Aufgrund sämtlicher Betriebsschließungen und fatalen Umsatzeinbußen infolge der Corona-Pandemie müssen sich damit einhergehend auch Arbeitnehmer aktuell um ihre Arbeitsplätze fürchten. Die Zahl der ausgesprochenen Kündigungen steigt stetig. Parallel dazu hat sich jüngst zunehmend der Irrglaube verbreitet, dass die aktuelle Corona-Krise automatisch einen Kündigungsgrund begründe und dementsprechend der Arbeitgeber zur Kündigung der Arbeitnehmer berechtigt sei. 

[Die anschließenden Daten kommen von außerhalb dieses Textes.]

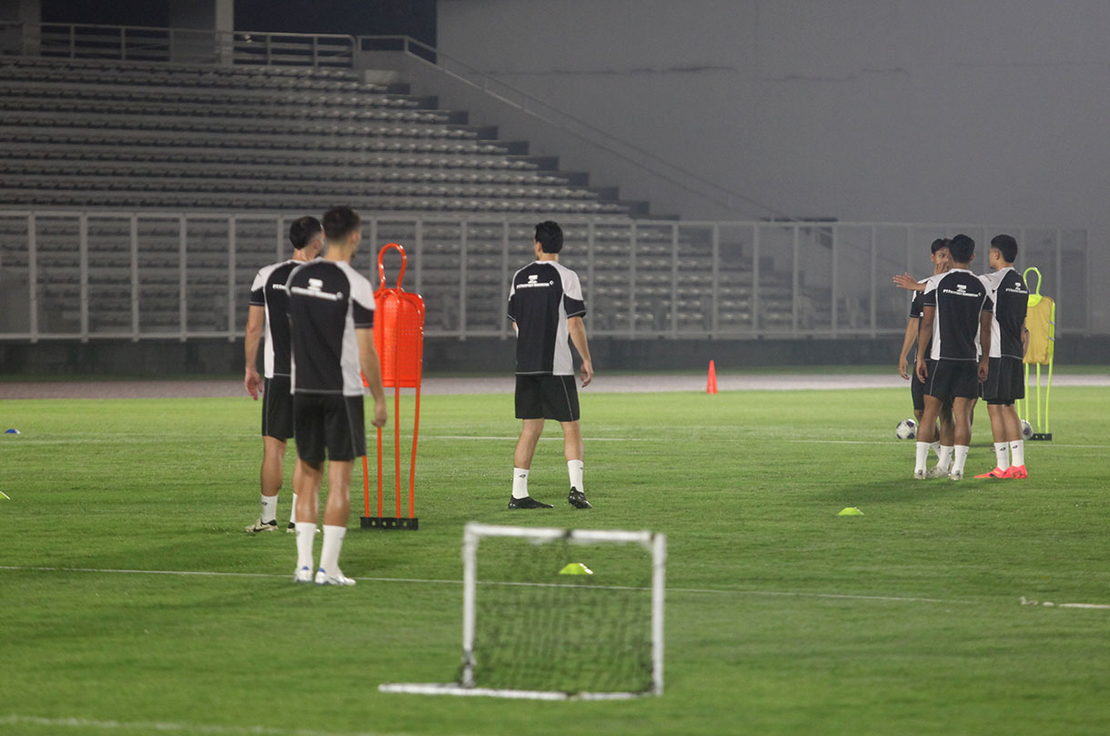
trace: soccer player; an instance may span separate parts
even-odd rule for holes
[[[1026,448],[1021,420],[1013,403],[1026,396],[1021,364],[1028,343],[1026,310],[1029,290],[1013,269],[1018,241],[1011,235],[995,235],[990,241],[989,262],[993,273],[980,276],[995,302],[990,321],[990,371],[982,384],[990,430],[995,435],[995,470],[976,477],[1026,478]]]
[[[969,270],[975,260],[975,241],[959,234],[952,238],[948,250],[952,268],[930,283],[921,298],[916,372],[926,382],[926,389],[914,477],[927,477],[925,464],[934,424],[941,406],[950,401],[956,447],[948,478],[962,481],[971,444],[970,410],[979,396],[979,382],[987,380],[993,304],[982,281]],[[927,352],[930,337],[932,345]],[[935,361],[931,367],[926,362],[927,355]]]
[[[262,389],[262,512],[248,532],[273,532],[278,528],[278,492],[284,477],[285,443],[293,436],[293,394],[289,390],[289,295],[285,281],[300,263],[320,255],[324,229],[315,218],[300,218],[289,229],[293,258],[259,270],[251,284],[251,305],[246,313],[246,376],[243,385],[254,401]],[[259,342],[265,334],[263,376],[259,375]],[[293,468],[294,474],[297,467]],[[296,487],[296,478],[293,480]],[[289,531],[294,531],[296,493],[290,510]]]
[[[932,262],[932,279],[938,279],[940,274],[948,271],[950,256],[948,252],[949,241],[946,238],[938,238],[929,246],[929,260]],[[902,340],[901,353],[898,355],[898,375],[910,382],[909,392],[914,401],[914,416],[918,425],[921,424],[921,416],[925,414],[925,383],[910,376],[907,367],[910,352],[917,346],[918,337],[921,334],[921,293],[928,282],[918,284],[909,274],[895,276],[895,283],[902,288],[916,290],[914,301],[909,305],[909,321],[906,323],[906,336]],[[920,286],[920,289],[918,289]],[[928,350],[928,347],[926,349]],[[940,477],[948,475],[948,468],[952,462],[952,407],[946,404],[940,411],[940,437],[929,445],[937,453],[937,464],[928,472],[929,477]]]
[[[374,397],[374,426],[385,425],[385,392],[374,349],[374,291],[351,268],[362,222],[346,206],[324,214],[327,252],[290,273],[293,436],[296,438],[296,569],[293,579],[316,585],[354,585],[339,557],[351,515],[351,470],[366,454],[360,367]],[[327,504],[320,567],[313,578],[320,486],[327,468]]]
[[[594,377],[582,315],[578,274],[561,265],[563,230],[552,221],[536,225],[533,252],[536,260],[513,274],[508,293],[508,317],[516,331],[516,419],[524,422],[513,455],[513,496],[509,508],[551,508],[528,495],[528,470],[544,420],[563,427],[563,453],[571,476],[567,502],[591,508],[583,486],[583,443],[578,391],[567,337],[582,357],[582,386]]]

Das stimmt so aber nicht! Rechtlich betrachtet existiert nämlich keine solche „Kündigung wegen Covid-19“. Vielmehr beschränkt sich das Kündigungsrecht des Arbeitgebers lediglich auf die im Gesetz verankerten Kündigungsgründe. Daher ist bei einer solch ausgesprochenen Kündigung dringend aktives Handeln geboten, um sich gezielt und fristgemäß gegen eine Kündigung mittels Kündigungsschutzklage beim Arbeitsgericht zu wehren. Die Kündigung sollte daher keineswegs einfach so hingenommen werden. Wann eine Kündigung wegen Corona rechtliche Wirksamkeit entfalten kann und welche Möglichkeiten Arbeitgebern hierbei zustehen, bildet den Gegenstand des vorliegenden Beitrages.


Wann kann ein Arbeitgeber im Zusammenhang mit dem Corona-Virus kündigen?


Sofern das jeweilige Arbeitsverhältnis unter das Kündigungsschutzgesetz fällt, genießt der Arbeitnehmer allgemeinen Kündigungsschutz. Dies ist im Regelfall anzunehmen, denn hierfür wird verlangt, dass man mindestens sechs Monate in einem Betrieb tätig ist und mehr als zehn Mitarbeiter im Betrieb beschäftigt sind. Dieser besondere Schutz besteht darin, dass der Arbeitgeber nun auch für eine ordentliche Kündigung einen hinreichend bestimmten Grund braucht, damit die Kündigung gegen den Arbeitnehmer rechtliche Wirkung entfalten kann. Nur dann kann erst nach dem Regelungswerk des Kündigungsschutzgesetzes eine Kündigung erfolgen. Die Kündigung muss aber zwingend auf Gründe gestützt werden, die in der Person oder im Verhalten des Arbeitnehmers liegen oder wenn dringende betriebliche Erfordernisse dies verlangen, § 1 Abs. 2 S. 1 KSchG.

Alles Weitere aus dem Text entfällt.